Hip Dysplasia (also known as Developmental Dysplasia of the Hip or DDH) is when the femoral head (ball) is outside of the Acetabulum (hip socket), rather than behaving like a normal ball-in-socket joint.

The condition can affect babies from birth or can develop in childhood.

How do babies get DDH?*

  • Research from the International Hip Dysplasia Institute shows that DDH is slightly more prevalent among girls.
  • Babies born breech are more likely to suffer DDH.
  • Babies may have a genetic predisposition to the condition.
  • An incorrect seating and/or sleeping position can lead to DDH in childhood in those children pre-disposed to the condition.
  • More prevalent in mums who have had a reduced amniotic fluid volume in utero.
  • Babies born weighing >5kg are deemed to be at risk. 

How common is DDH?

Hip Dysplasia affects 2-3 in every 1000 (approximately 2171 infants in the UK) of all infants, according to the International Hip Dysplasia Institute.

What are the signs?

  • A doctor may notice a ‘clunk’ or ‘clicky’ hip in a standard newborn check up. 
  • You may notice resistance when changing his nappy. 
  • The skin folds between the legs and the body may not be equal on both sides.
  • You may notice he’s slightly dragging his leg while crawling. 
  • One leg might be shorter than the other. 

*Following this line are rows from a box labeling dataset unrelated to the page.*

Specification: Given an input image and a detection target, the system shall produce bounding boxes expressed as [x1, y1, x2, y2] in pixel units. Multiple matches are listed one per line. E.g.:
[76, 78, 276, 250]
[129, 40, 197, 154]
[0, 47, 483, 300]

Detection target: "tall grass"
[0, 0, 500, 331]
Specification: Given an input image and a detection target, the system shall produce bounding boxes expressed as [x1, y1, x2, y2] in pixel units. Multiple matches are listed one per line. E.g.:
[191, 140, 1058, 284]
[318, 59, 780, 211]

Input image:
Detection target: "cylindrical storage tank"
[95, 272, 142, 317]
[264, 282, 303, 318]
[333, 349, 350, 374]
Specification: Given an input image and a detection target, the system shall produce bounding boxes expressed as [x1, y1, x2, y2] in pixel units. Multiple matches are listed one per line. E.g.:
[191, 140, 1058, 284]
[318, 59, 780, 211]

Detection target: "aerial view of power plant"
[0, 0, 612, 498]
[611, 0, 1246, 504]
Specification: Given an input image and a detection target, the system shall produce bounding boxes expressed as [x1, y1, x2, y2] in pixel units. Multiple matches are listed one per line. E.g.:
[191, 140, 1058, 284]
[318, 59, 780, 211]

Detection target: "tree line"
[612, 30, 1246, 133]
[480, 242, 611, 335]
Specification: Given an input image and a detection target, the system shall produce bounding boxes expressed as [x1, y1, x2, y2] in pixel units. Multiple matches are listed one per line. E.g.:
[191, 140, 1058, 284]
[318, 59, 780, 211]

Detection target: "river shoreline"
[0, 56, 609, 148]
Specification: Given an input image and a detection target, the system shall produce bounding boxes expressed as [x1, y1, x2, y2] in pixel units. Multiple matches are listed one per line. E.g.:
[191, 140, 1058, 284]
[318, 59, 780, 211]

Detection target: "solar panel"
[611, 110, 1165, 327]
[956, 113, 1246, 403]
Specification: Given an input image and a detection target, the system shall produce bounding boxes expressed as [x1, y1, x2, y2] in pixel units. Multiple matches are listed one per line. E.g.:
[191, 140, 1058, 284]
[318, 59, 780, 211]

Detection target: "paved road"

What are the effects of DDH?

Nikki says, “Although our aim is not to worry parents, if not caught and treated correctly, there is a very real possibility of a limp, constant and/or debilitating pain, complicated treatment and impaired mobility later in life.”

Is there a definitive test?

During a regular newborn check up, a doctor will carry out a Barlow’s Test, where he will bend the baby’s knees and turn the thighs outwards, a bit like opening a book. If the doctor notices a ‘clunk’ or ‘clicky’ hip he will refer you to an orthopedic surgeon.

An orthopedic surgeon will carry out an ultrasound scan, which will definitively determine whether Hip Dysplasia is apparent. If your family has a history of the problem, you will usually be offered an ultrasound scan at 6 weeks.

If you haven’t been referred, but are concerned, talk to your GP.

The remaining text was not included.